Fue a una tienda que tenía un letrero borroso sobre la entrada donde no se sabía si era una efe o una ere lo que tenía impreso. Se revisaba los bolsillos y palpaba las monedas de cincuenta y doscientos. Pidió un par de pilas doble A, un paquete de papas mayonesa y una presto-barba. En el espacio entre las palabras “pilas” y “mayonesa” entró una chica con el cabello pintado de amarillo con raíces de tres centímetros, miró para todos lados, pidió dos papas, una zanahoria y si había limón-mandarina. Julio contaba las monedas que había puesto sobre la vitrina para pagar. La chica del cabello pintado no dejaba de moverse haciendo gestos y manoseando verduras, se acercó a la vitrina para fingir que miraba dulces y alcanzó a rozar su hombro con el de Julio.
            –Discúlpame –dijo la chica entre una sonrisa de dientes apretados.
            – ¿Disculparte por qué?
            –Por empujarte, a veces me distraigo un poco. No era mi intención.
            –Son tres mil cuatrocientos –dijo el hombre detrás de la vitrina.
Julio terminó de contar en dos mil ochocientos y fue en vano revisarse dos veces más cada bolsillo.
            –Necesito las pilas y este bigote no me cuadra –le intentó explicar Julio al hombre detrás de la vitrina-. ¿Me podría fiar lo que hace falta? 
            –La última vez que fie fue hace 8 años. A veces la veo pasar como si nada a comprar a la otra tienda de la esquina. No fío, mañana sí, ¿no se da cuenta del letrero?

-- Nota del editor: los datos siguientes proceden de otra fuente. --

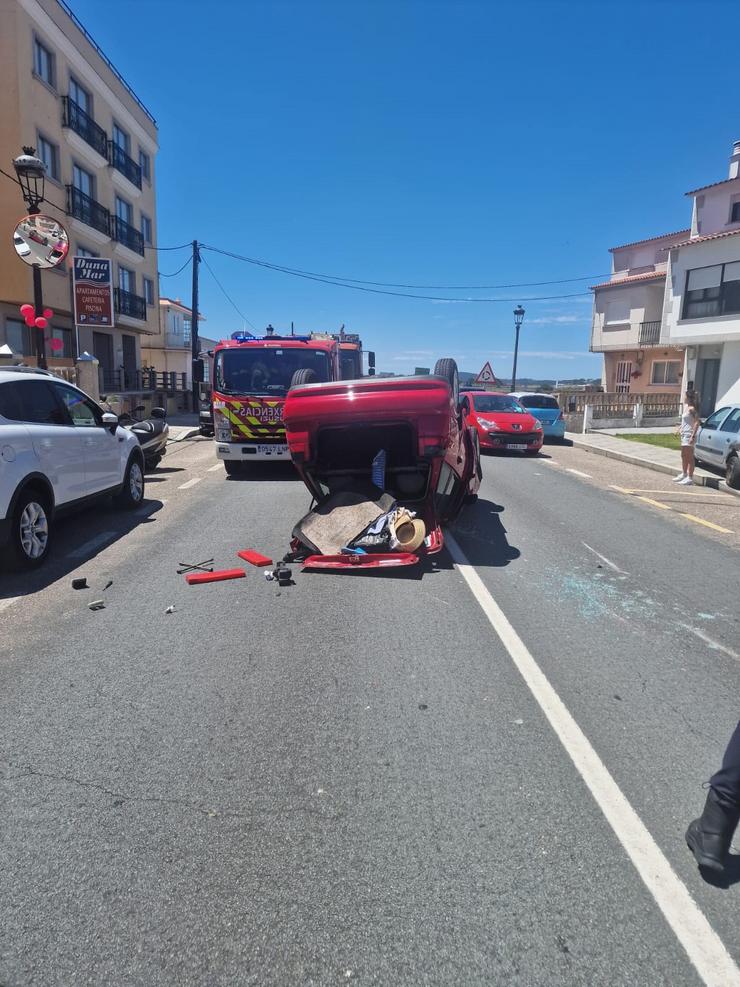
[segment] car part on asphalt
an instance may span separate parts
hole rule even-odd
[[[165,420],[167,412],[164,408],[152,408],[150,418],[138,418],[143,410],[144,405],[140,404],[133,412],[119,415],[118,422],[136,436],[144,453],[144,466],[151,471],[159,466],[166,452],[170,427]]]
[[[165,613],[175,613],[175,605],[174,605],[174,603],[171,603],[171,604],[170,604],[170,605],[169,605],[169,606],[167,607],[167,609],[165,610]]]
[[[104,600],[93,600],[92,603],[88,603],[88,610],[105,610]]]
[[[72,580],[72,589],[88,589],[87,579],[84,576],[77,576]]]
[[[286,566],[278,566],[274,572],[278,586],[290,586],[293,583],[293,573]]]
[[[212,562],[213,559],[204,559],[203,562],[178,562],[180,568],[177,570],[177,575],[182,576],[186,572],[193,572],[195,569],[200,569],[201,572],[213,572]]]
[[[218,583],[224,579],[243,579],[246,576],[244,569],[217,569],[215,572],[194,572],[185,577],[185,582],[190,586],[198,583]]]
[[[272,559],[268,559],[266,555],[261,555],[259,552],[255,552],[253,549],[244,549],[241,552],[236,553],[240,559],[244,559],[245,562],[251,563],[251,565],[265,566],[272,565]]]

            – ¿Cómo te llamas? –le preguntó la chica del cabello pintado a Julio.
            ­ –Miércoles.
            –No te creo.
            –Mi nombre por seiscientos pesos.
            – ¿Eso vales?
            –Vecino, puede dejar las papas y llevar solamente las pilas y la cuchilla –dijo el hombre detrás de la vitrina.
            –Imposible, las papas no.
            –Señor: ¿cuánto cuesta lo mío?
            –mil cuatrocientos, mi reina.
La chica del cabello pintado de amarillo, de su bolso sacó un celular, miró la hora y lo apagó. Sacó un billete de dos mil y se lo dio al hombre detrás de la vitrina.
            –Pago lo mío y lo que debe Miércoles.
            –Ahora sí ¿cómo te llamas?
            –Julio.
            –No te creo.
            –Dime un número del tres al veintisiete.
            –Tres más cuatro por dos.
Julio tomó una bolsa azul en donde el hombre detrás de la vitrina había puesto sus cosas compradas y caminó hasta la entrada. Lo siguió la chica del cabello pintado.
            –Me gusta tu cabello pero no el color. Me llamo Julio ¿y tú?
            –No te creo, me debes seiscientos. ¿Para qué son las pilas?
        –Ya te pagué –dijo Julio destapando el paquete de papas–. Te di una pequeña sensación de libertad, dejándote ver a Dios en el instante que rosaste mi feliz miseria.
            –Me causaste curiosidad cuando entré y te vi contando las monedas.
            –La curiosidad es un postre que se come despacio.
Julio puso la papa de mayonesa más grande del paquete en la boca de la chica del cabello pintado de amarillo, dio media vuelta hacia la izquierda y se fue silbando un blues, meneando ligeramente la cabeza. La chica masticó la papa y se quedó mirando hasta que dobló la esquina.